Judicial Watch joined with the Allied Educational Foundation (AEF) in the filing of two amici curiae briefs with the U.S. Supreme Court in support of Sue Evenwel, a Texas resident who filed a lawsuit to overturn a Texas “malapportionment” law (Sue Evenwel, et al. v. Greg Abbott, et al. (No 14-940)) and (Sue Evenwel, et al. v. Greg Abbott, et al. (No. 14-940)).

Judicial Watch and AEF argued to the court that:

Texas is devaluing the votes of certain of its citizens by improperly including noncitizen nonvoters when determining the “equal population” of legislative districts. Under federal law and the laws of all 50 states, only citizens may vote in federal elections. Texas’ scheme to give weight to nonvoting noncitizens along with lawful voters is contrary to the principles embodied in citizen voting laws.

In June 2013, the Texas legislature passed “Plan S172,” apportioning senatorial voting districts according to the total number of citizens, including illegal aliens, who live in a district, rather than according to the total number of voters or potential voters. As a result, the high numbers of non-voting-eligible immigrants – whether legal or illegal – in Texas’ urban centers substantially inflated the voting power of the lesser number of eligible voters who also reside in those districts.
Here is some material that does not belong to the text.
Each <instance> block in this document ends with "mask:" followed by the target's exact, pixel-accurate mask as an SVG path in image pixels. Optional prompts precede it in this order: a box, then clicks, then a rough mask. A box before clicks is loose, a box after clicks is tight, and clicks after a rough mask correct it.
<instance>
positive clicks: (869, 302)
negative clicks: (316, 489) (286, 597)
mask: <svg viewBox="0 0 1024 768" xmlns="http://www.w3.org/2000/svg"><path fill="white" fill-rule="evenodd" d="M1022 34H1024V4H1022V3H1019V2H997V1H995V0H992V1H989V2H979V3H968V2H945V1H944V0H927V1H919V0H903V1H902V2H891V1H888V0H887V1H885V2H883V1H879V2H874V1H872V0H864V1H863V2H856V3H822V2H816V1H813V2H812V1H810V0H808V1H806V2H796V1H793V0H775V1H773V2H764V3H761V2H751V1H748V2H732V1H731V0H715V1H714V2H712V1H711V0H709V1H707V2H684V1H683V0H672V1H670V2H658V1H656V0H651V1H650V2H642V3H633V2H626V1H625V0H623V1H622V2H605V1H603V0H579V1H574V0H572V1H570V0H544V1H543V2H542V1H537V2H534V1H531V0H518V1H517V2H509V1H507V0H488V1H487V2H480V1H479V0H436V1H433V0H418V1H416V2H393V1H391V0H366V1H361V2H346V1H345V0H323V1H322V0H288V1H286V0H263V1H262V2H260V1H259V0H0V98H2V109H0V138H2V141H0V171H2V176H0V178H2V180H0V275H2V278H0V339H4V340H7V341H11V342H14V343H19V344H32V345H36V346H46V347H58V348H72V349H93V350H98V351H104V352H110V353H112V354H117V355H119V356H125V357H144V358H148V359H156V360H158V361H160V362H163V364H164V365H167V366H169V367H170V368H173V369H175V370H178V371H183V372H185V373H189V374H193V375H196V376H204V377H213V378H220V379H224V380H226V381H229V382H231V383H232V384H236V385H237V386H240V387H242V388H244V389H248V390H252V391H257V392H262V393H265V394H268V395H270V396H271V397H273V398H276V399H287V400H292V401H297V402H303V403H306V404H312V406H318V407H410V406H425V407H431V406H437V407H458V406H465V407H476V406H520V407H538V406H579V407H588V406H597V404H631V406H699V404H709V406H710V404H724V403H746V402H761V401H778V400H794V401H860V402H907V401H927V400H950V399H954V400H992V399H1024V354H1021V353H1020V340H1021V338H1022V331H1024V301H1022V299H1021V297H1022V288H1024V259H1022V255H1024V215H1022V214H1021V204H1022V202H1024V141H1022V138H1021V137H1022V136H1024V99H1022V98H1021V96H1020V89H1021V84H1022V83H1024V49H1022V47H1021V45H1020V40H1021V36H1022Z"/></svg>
The situation is particularly acute in urban areas like Dallas and Houston, where up to 50 percent of voting age Hispanics are not currently U.S. citizens.

In June 2014, Texas citizens Sue Evenwel and Edward Pfenninger, both of whom live in areas “overpopulated” with eligible voters as compared to other Texas state senate districts, brought suit claiming that the law violated the “one person, one vote” clause of the Fourteenth Amendment. On November 5, 2014, a three-judge federal district court dismissed the suit, and on December 4, 2014, Evenwel and Pfenninger filed their notice of appeal to the Supreme Court.

The Judicial Watch-AEF brief argued that the districting law almost cuts in half the voting power of some Texas citizens, as compared to others.